The backdoor was not caught by code review, dependency scanning, signature verification, or any automated security tool. It was caught because a developer with deep systems knowledge noticed a half-second anomaly and had the curiosity and skill to trace it to its source. This is both inspiring and sobering. The entire security of the Linux supply chain, in this instance, depended on one person’s attention to performance details.

Freund’s disclosure to the oss-security mailing list triggered an immediate, coordinated response across the Linux ecosystem. Within 24 hours, every major distribution had reverted to safe versions of xz Utils, and CISA issued an emergency advisory.

Lessons for the Supply Chain

Maintainer burnout is a systemic risk

The xz backdoor was possible because a critical piece of infrastructure was maintained by one person, unpaid, with no organizational support. The attacker identified this as the weakest link and spent two years exploiting it. Any serious approach to supply chain security must address maintainer sustainability — not just code signing and SBOMs.
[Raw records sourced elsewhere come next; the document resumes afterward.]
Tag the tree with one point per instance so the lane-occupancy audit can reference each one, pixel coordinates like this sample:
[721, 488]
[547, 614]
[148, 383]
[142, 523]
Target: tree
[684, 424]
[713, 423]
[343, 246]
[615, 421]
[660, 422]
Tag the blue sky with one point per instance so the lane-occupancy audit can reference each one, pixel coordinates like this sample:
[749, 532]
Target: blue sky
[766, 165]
Reproducible builds would have caught this

The backdoor was injected during the tarball generation process, meaning the release tarball did not match what a clean build from the Git source would produce. Reproducible builds — where anyone can rebuild a package from source and get a byte-identical result — would have flagged this discrepancy immediately. Few distributions enforce reproducible builds today. That needs to change.
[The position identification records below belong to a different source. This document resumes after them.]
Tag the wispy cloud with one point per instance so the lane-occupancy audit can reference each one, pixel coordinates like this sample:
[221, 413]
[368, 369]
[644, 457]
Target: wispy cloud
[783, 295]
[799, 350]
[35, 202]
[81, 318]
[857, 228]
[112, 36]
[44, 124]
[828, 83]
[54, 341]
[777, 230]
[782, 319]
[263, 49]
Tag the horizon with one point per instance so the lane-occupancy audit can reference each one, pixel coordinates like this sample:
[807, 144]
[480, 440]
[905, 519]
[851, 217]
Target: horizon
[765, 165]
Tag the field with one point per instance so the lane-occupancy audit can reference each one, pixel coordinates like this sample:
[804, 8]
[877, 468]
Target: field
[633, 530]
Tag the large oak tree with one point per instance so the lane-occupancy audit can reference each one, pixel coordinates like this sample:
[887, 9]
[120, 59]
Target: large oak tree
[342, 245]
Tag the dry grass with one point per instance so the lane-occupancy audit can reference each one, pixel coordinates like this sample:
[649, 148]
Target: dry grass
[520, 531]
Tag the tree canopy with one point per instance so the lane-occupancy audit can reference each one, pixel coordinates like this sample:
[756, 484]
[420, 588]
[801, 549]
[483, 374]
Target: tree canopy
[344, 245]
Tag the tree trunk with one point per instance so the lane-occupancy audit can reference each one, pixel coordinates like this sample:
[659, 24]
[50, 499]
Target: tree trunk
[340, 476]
SBOMs are necessary but not sufficient

A Software Bill of Materials would have told you that your system included xz Utils 5.6.0. That is useful for incident response — you can quickly identify affected systems. But an SBOM would not have prevented the backdoor from being included. SBOMs describe what is present; they do not attest to its integrity.

Dependency depth is attack surface

The fact that sshd loaded liblzma at all — through two levels of indirection via libsystemd — is a design issue. Every transitive dependency in a security-critical process is an attack surface. Minimizing the dependency tree of privileged services reduces the number of libraries an attacker can target. Some distributions have since reconsidered the systemd-notify patch for OpenSSH.

Trust is earned slowly and exploited quickly

Jia Tan spent two years building credibility. The contributions were real, the code reviews were thorough, and the persona was consistent. No automated tool would have flagged anything suspicious. The attack exploited the social dynamics of open-source development — the same dynamics that make open source work in the first place. There is no easy technical fix for this. The best defenses are institutional: multiple maintainers, mandatory multi-party review for releases, and organizational investment in the projects that underpin the ecosystem.

The xz backdoor was caught by luck and skill, five weeks before it would have reached stable distributions used by millions of servers. The next supply-chain attack may not be caught at all. The lesson is not that open source is broken — it is that the infrastructure supporting open source is under-resourced, and the consequences of that are now visible.